Amante del café, del cine, de Los Simpsons, hace un tiempo salió del armario con un “quiero decirle al mundo que soy gay”. Eso, tal vez, haga un poco más fáciles las cosas para el más glamoroso de todos los hombres que se han lanzado al agua.

El de Estados Unidos, Michael Phelps, consiguió tantas medallas como nadie en las citas estivales. Bajo los cinco aros, El Tiburón de Baltimore escribió una novela en varios tomos que se resume en veintidós preseas, dieciocho de ellas con el mejor de los colores.

Olvidemos al viejo Mark Spitz: por mucho, Phelps ha sido el más grande de la historia. Pocas veces la fábrica de ídolos norteña encontró un ejemplar tan adecuado para encarnar y vender las mercancías “poder” y “victoria”. Pocas veces un ser humano estuvo tan por encima de los otros.
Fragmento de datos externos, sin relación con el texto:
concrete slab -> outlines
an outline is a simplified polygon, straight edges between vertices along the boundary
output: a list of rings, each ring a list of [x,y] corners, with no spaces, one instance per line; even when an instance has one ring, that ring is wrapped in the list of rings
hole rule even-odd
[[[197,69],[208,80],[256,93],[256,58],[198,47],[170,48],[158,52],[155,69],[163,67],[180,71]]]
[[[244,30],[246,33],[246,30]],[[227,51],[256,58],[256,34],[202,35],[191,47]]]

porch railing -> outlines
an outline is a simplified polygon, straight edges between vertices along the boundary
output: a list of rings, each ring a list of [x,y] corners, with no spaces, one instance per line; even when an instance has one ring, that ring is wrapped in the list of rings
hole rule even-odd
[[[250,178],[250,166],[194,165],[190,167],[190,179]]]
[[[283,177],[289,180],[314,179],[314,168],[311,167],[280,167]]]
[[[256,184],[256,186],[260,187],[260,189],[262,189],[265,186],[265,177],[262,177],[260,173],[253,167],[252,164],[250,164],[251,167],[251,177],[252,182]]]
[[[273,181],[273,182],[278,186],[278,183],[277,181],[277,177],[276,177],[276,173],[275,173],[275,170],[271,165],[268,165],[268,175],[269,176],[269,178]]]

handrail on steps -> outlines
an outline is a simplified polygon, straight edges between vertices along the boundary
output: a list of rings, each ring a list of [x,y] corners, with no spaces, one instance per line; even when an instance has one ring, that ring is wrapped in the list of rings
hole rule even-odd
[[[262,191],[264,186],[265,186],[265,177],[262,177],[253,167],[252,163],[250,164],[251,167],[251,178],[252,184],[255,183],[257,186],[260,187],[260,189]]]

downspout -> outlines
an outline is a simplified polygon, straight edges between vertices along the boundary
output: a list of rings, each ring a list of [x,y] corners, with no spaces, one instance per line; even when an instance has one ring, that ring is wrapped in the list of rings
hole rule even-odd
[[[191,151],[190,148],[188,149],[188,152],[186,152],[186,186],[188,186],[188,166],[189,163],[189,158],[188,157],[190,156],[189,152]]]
Lea sin espantarse: si El Tiburón fuera incluido como un país en la clasificación histórica de los Juegos Olímpicos, se ubicaría en el lugar 40. Él solo, con tres lides cuatrienales a cuestas, ganó más que naciones como México, Egipto y Jamaica.

Personalmente, siempre admiré más su carácter que su estilo. Quiero decir, esa voracidad, ese mirar a los relojes sin un esbozo de sonrisa, en plan “i’m a tough man”. En siete años completos, Phelps solo se ausentó en cinco ocasiones de los entrenamientos, y nadó ochenta kilómetros a lo largo de cada semana de esos años. O sea, el equivalente a un viaje de ida y vuelta desde Baltimore a Sydney.

Invencible en la alberca, Michael Phelps ha sido sistemático cliente del escándalo. Lo han arrestado por conducir a exceso de velocidad, y por hacerlo bajo los efectos del alcohol. Ha aparecido en una fiesta de universitarios mientras fuma marihuana. Se le ha visto sobando el costado de una stripper en un club de Las Vegas.

Sí. Contrario a lo nos hizo creer durante años, es humano.

MI VOTO: Phelps. Que no le va a la zaga a Alí, Jordan ni Merckx. Que tiene de villano, y eso siempre es un punto favorable.